Chris S. Smillie, Mark B. Smith, Jonathan Friedman, Otto X. Cordero, Lawrence A. David& Eric J. Alm

Horizontal gene transfer (HGT), the acquisition of genetic material from non-parental lineages, is known to be important in bacterial evolution. In particular, HGT provides rapid access to genetic innovations, allowing traits such as virulence, antibiotic resistance and xenobiotic metabolism to spread through the human microbiome. Recent anecdotal studies providing snapshots of active gene flow on the human body have highlighted the need to determine the frequency of such recent transfers and the forces that govern these events. Here we report the discovery and characterization of a vast, human-associated network of gene exchange, large enough to directly compare the principal forces shaping HGT. We show that this network of 10,770 unique, recently transferred (more than 99% nucleotide identity) genes found in 2,235 full bacterial genomes, is shaped principally by ecology rather than geography or phylogeny, with most gene exchange occurring between isolates from ecologically similar, but geographically separated, environments.
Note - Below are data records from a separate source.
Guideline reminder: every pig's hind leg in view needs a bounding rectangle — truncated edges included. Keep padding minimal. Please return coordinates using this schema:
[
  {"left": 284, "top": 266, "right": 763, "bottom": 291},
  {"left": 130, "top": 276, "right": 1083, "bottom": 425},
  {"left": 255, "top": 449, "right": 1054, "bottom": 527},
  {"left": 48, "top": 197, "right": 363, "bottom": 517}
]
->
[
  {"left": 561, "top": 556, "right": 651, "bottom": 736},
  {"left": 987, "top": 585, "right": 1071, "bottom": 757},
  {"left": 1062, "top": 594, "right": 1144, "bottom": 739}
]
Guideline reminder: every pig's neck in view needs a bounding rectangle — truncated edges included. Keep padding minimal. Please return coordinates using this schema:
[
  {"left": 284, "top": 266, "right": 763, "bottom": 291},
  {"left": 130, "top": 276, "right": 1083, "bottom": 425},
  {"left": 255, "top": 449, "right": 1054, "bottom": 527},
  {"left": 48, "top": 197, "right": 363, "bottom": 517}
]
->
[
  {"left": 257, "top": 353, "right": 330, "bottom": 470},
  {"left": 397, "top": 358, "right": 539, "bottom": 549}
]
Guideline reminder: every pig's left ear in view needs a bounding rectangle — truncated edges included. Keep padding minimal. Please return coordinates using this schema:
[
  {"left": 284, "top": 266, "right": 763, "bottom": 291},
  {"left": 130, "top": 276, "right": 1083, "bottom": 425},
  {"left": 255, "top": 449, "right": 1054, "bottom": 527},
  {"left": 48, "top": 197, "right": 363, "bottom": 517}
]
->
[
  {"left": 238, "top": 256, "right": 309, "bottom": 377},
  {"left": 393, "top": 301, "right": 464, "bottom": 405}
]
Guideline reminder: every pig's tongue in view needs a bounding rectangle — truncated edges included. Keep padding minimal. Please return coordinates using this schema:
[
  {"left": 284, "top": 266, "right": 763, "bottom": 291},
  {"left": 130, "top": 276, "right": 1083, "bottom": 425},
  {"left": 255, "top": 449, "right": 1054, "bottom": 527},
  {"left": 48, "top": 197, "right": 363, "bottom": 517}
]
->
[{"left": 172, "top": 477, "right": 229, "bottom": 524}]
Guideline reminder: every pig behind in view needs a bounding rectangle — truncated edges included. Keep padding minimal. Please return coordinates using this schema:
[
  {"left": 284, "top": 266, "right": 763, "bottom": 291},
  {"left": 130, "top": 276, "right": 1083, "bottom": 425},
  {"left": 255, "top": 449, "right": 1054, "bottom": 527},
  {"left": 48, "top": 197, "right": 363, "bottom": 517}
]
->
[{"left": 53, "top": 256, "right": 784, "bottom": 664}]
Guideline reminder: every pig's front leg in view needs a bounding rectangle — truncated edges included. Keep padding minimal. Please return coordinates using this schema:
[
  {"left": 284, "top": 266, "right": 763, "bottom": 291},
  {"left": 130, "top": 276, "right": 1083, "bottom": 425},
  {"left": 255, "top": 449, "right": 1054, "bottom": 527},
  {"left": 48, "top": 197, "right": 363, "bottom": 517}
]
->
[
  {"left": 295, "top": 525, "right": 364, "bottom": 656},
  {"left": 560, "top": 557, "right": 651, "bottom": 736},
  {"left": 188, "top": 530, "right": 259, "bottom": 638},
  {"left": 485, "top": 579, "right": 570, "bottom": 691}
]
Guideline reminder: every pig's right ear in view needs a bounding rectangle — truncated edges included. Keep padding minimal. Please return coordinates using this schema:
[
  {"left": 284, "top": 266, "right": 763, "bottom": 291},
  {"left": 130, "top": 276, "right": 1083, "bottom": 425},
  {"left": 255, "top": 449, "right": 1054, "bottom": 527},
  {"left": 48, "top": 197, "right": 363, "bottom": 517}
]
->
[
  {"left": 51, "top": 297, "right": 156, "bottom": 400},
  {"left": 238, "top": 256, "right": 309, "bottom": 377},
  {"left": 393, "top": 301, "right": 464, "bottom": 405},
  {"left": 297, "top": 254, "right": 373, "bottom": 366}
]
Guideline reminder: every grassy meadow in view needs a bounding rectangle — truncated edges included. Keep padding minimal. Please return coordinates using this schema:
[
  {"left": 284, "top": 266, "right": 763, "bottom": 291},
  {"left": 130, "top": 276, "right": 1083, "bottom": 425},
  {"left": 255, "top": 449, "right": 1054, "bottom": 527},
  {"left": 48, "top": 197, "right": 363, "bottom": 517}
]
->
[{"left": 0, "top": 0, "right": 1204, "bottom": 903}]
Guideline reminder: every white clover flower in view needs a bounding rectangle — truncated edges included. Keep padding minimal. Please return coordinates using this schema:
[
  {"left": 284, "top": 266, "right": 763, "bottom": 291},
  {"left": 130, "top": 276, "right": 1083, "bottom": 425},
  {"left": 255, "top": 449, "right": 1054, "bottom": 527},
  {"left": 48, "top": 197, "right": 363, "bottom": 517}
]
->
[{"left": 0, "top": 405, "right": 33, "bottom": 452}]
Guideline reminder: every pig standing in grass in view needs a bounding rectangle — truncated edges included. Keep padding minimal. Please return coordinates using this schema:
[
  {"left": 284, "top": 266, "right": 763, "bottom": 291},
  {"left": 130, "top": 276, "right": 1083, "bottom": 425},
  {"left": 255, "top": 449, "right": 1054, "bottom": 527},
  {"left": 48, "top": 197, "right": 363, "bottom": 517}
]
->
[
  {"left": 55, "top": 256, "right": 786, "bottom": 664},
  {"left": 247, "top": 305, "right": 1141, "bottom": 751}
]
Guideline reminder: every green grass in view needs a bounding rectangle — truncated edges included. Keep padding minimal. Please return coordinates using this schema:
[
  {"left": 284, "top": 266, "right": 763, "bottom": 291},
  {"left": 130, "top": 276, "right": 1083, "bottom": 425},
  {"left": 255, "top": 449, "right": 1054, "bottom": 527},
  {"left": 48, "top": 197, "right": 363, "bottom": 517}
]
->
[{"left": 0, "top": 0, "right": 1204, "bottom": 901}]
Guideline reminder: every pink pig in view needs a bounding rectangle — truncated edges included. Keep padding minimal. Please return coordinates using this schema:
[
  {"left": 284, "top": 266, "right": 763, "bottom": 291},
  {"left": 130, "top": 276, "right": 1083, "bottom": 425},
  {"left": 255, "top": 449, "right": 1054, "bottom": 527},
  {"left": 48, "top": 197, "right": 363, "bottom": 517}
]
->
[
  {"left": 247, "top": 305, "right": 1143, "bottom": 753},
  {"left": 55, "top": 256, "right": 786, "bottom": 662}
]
For example, we observe 25-fold more HGT between human-associated bacteria than among ecologically diverse non-human isolates (P = 3.0?×?10(-270)). We show that within the human microbiome this ecological architecture continues across multiple spatial scales, functional classes and ecological niches with transfer further enriched among bacteria that inhabit the same body site, have the same oxygen tolerance or have the same ability to cause disease. This structure offers a window into the molecular traits that define ecological niches, insight that we use to uncover sources of antibiotic resistance and identify genes associated with the pathology of meningitis and other diseases.